Yeah, that strongly resonates with me. And the older I get, the more I'm in that different school
that you just explained, which is forget the areas for improvement. Just know that you were bad at
that and focus on the ones you got good at. And just say, hey, I'm bad at this.
My wife does that to me all the time.
I'm bad at that.
I won't do that.
It's like, okay.
You know, and the thing is, is the other superpower that I think a lot of us fail to realize that's sort of complimentary is, like, we get to choose how we build teams and who we collaborate with.
And you can surround yourself with people
who are geniuses at the things you're an idiot at.
And that's not a testament to how you're deficient.
That's just good team building.
And it sounds almost childish,
but I learned that it is a superpower
and it's a privilege that we have
to build the teams around us to complement that.
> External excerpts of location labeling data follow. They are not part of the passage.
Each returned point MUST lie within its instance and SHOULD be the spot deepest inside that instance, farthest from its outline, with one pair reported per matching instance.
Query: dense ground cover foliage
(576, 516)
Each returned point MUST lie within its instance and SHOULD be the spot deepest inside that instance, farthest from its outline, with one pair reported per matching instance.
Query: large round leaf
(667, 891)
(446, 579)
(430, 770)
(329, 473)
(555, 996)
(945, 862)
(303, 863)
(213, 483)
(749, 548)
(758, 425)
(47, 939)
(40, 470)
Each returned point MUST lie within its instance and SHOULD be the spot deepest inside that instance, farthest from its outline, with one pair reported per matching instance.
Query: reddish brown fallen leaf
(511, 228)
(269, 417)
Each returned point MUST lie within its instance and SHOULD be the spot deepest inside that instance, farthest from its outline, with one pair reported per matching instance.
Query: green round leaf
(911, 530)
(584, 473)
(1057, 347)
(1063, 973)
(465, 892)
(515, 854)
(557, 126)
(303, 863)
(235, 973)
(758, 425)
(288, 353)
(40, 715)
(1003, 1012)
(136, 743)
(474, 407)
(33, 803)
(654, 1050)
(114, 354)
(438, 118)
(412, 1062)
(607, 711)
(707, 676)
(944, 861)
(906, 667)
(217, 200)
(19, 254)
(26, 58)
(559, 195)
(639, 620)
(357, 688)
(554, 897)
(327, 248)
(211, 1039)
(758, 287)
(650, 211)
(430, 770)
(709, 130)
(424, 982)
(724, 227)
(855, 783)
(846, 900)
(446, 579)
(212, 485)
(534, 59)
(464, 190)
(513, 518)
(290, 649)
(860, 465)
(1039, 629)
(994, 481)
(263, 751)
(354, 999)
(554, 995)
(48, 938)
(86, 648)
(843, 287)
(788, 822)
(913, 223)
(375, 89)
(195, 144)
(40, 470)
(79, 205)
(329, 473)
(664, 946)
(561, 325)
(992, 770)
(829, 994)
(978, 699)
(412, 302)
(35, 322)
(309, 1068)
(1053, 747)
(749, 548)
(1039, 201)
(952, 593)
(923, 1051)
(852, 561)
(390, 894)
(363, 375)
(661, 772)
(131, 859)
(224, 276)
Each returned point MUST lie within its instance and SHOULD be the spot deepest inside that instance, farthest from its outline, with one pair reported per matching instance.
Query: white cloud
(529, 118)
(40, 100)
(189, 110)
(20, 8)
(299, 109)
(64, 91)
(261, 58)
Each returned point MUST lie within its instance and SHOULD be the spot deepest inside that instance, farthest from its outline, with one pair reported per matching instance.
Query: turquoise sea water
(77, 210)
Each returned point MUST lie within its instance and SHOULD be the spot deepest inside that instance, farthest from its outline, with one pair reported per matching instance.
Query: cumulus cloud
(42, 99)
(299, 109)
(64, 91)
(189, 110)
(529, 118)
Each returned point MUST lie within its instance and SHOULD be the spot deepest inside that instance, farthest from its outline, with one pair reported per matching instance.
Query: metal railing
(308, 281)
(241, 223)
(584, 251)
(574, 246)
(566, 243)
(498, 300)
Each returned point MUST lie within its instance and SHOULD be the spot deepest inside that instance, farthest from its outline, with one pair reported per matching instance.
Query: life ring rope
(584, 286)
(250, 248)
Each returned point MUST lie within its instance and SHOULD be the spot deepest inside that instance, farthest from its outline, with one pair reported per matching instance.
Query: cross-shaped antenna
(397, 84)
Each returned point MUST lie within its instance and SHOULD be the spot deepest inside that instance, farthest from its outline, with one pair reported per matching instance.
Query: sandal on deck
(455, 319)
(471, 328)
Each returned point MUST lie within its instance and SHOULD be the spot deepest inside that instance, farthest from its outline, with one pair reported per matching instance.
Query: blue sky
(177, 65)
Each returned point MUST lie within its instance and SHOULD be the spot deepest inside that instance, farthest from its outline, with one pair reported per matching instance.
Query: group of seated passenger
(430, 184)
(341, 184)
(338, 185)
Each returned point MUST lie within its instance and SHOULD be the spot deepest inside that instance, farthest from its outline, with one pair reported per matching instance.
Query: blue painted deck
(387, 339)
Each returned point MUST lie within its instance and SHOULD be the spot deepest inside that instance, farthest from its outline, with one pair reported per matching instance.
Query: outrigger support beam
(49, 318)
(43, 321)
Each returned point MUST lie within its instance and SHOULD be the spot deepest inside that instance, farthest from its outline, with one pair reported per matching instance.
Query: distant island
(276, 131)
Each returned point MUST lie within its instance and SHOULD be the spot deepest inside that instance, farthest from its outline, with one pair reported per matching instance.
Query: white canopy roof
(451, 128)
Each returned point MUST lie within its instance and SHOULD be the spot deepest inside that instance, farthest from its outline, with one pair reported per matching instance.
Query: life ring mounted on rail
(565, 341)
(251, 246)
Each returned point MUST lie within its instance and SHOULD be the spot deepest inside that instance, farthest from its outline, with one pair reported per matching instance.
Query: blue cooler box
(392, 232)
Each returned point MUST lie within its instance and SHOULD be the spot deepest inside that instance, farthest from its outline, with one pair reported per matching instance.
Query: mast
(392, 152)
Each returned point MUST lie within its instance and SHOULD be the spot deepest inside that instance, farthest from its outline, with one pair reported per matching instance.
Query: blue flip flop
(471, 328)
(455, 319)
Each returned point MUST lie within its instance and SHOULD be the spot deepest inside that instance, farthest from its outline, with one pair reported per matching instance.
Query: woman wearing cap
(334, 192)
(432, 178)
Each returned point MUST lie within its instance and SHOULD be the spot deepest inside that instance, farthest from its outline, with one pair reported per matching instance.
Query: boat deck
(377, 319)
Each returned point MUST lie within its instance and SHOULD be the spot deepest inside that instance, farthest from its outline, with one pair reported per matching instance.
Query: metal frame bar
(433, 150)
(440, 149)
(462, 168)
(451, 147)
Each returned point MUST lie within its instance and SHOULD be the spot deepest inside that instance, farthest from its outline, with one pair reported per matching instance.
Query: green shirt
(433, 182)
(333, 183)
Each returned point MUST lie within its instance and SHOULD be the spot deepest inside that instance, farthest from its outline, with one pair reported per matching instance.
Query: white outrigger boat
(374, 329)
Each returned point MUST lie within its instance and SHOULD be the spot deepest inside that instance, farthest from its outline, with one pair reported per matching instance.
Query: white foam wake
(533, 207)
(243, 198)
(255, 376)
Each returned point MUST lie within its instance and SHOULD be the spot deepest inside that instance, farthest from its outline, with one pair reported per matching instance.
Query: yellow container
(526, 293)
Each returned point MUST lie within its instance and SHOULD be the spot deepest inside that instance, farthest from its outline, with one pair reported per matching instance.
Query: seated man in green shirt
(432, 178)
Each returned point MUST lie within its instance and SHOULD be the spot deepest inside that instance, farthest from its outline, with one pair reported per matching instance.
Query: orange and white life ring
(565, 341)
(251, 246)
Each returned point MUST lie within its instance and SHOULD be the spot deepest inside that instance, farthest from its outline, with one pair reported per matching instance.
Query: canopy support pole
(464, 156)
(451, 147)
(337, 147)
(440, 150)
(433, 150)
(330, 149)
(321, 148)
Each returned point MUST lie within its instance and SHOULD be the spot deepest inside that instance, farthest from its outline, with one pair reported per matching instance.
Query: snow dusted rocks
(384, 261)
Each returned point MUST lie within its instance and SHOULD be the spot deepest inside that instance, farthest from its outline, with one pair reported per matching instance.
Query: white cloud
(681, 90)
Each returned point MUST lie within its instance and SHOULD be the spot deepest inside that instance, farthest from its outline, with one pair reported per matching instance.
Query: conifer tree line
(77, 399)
But I find that it's as equally almost important
for me to say out loud in front of everybody
that matters to say, I am bad at that, right?
Right.
You're right.
You said that.
It's okay.
It's true.
Anyway, let's get back to like,
how did Bitcoin come into your life?
I was living in Palo Alto,
running a company called Lemon Wallet,
which is a mobile wallet.
And in 2011, a group of childhood friends from Patagonia were doing something.
They were all chipping in and they told me to send my part.
And at the time, Argentina had cut off all ways of sending money.
Western Union was cut off.
You had to send money to the Argentine Central Bank and then fill a ton of paperwork. And if you were lucky, maybe they would send it to the person you wanted to,
but at the whatever exchange rate they deemed appropriate, which was usually not very fair.
It seemed like very cumbersome, unfair, and too much effort for the amount of money I had to send.
So I started asking my sister if she could pay my friends and I was going to pay her later.
And one of my friends who's not a techie and not a finance guy,
said, hey, why don't you try this Bitcoin thing?
And I said, what is that?
And I said, it's a new digital currency that you can send money anywhere
without asking anyone's permission.
And since I am a fintech guy and I am a tech guy,
and this was coming to me from an Argentine friend of mine,
who was one of my dearest friends who knows nothing about these things,
I was super skeptical.
So I said, yeah, right. So I started fooling around, reading online. It seems catchy.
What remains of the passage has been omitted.